While walking around in the wasteland underneath Zalem, Dr. Ido (Christoph Waltz) finds the head and shoulders of a female, barely alive. Taking her home with him, he fashions her head to a mechanical body he’s created and calls her “little angel.” Dr. Ido explains to her that her brain is very human although her new body isn’t. He gives her the name “Alita” and explains a brief history of Iron City.
Shortly thereafter, Alita spectacularly saves a dog from getting run over by a robot in the middle of the street. A young man named Hugo notices Alita’s amazing skills and begins a conversation with her.
As Alita learns to navigate her new life and the treacherous streets of Iron City, Dr. Ido tries to shield her from her mysterious history. Meanwhile, her street-smart new friend, Hugo, offers instead to help trigger her memories. However, it is only when the deadly and corrupt forces that run the city, headed by Vector and Dr. Ido’s ex-wife, come after her and Ido that Alita discovers a clue to her past. It turns out she has unique fighting abilities ingrained in her that those in power will stop at nothing to control. If she can stay out of their grasp, she could be the key to saving her friends, her new family and the world she’s grown to love.
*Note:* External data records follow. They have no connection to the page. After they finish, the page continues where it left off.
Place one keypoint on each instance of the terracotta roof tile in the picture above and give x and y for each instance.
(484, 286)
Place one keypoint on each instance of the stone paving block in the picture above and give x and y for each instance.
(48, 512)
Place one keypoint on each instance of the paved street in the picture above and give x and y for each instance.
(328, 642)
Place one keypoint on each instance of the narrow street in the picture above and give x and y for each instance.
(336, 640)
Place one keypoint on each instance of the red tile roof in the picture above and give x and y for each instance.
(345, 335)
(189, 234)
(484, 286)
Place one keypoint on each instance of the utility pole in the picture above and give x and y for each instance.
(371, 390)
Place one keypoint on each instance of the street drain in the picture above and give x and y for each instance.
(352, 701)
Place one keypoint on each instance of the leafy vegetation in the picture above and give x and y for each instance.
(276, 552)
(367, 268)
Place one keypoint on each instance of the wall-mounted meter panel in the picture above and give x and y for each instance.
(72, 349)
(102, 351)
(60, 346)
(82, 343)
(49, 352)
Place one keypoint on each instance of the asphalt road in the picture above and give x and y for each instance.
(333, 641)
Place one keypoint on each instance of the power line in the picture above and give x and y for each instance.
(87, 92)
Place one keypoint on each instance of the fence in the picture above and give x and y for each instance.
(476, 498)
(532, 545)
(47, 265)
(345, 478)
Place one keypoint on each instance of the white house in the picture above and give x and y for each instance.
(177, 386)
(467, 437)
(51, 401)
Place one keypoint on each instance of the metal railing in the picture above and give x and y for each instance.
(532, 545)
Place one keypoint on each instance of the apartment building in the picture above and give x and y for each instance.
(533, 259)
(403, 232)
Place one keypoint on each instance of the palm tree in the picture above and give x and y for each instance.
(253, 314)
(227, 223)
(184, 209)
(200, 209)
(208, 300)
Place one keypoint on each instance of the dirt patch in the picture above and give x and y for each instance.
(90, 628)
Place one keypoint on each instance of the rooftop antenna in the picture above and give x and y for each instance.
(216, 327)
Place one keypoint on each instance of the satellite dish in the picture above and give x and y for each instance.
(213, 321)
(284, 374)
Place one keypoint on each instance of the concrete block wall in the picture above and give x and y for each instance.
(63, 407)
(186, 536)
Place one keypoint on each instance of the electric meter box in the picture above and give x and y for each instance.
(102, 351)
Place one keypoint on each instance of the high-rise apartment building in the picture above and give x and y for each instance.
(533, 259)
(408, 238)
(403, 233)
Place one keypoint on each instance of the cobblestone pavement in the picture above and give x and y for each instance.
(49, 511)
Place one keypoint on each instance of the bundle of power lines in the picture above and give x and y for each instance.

ALITA: BATTLE ANGEL has some impressive special effects and thrilling action sequences that will entertain science fiction fans. Christoph Waltz gives a solid performance, different than his usual typecasting as the villain, and Rosa Salasa is compelling as Alita. However, the story and characters are a little too complicated, making the movie seem longer than it actually is.
Happily, ALITA: BATTLE ANGEL has a strong Christian worldview that evokes many allegorical messages. For example, the movie’s references to “the fall” stress the corruption of power and sin. At one point, Alita says, “I will not stand by in the presence of evil.” At another point, she and Hugo hide in an abandoned church and find protection. Also, in one scene, the villain, Vector, says, “I’d rather rule in Hell than serve in Heaven.” His comment echoes Satan’s comment in John Milton’s classic Christian poem PARADISE LOST. ALITA also touches on the idea of indulgences or buying your way into heaven. For example, in the story, different characters are trying to buy their way into Zalem, the sky city. Eventually, Dr. Ido’s wife sees the error of her greed and desires to be different.
ALITA also has some light Romantic elements centering on Alita’s budding romance with Hugo. The movie also has some foul language and lots of action violence. For these reasons, MOVIEGUIDE® advises caution for older children and teenagers.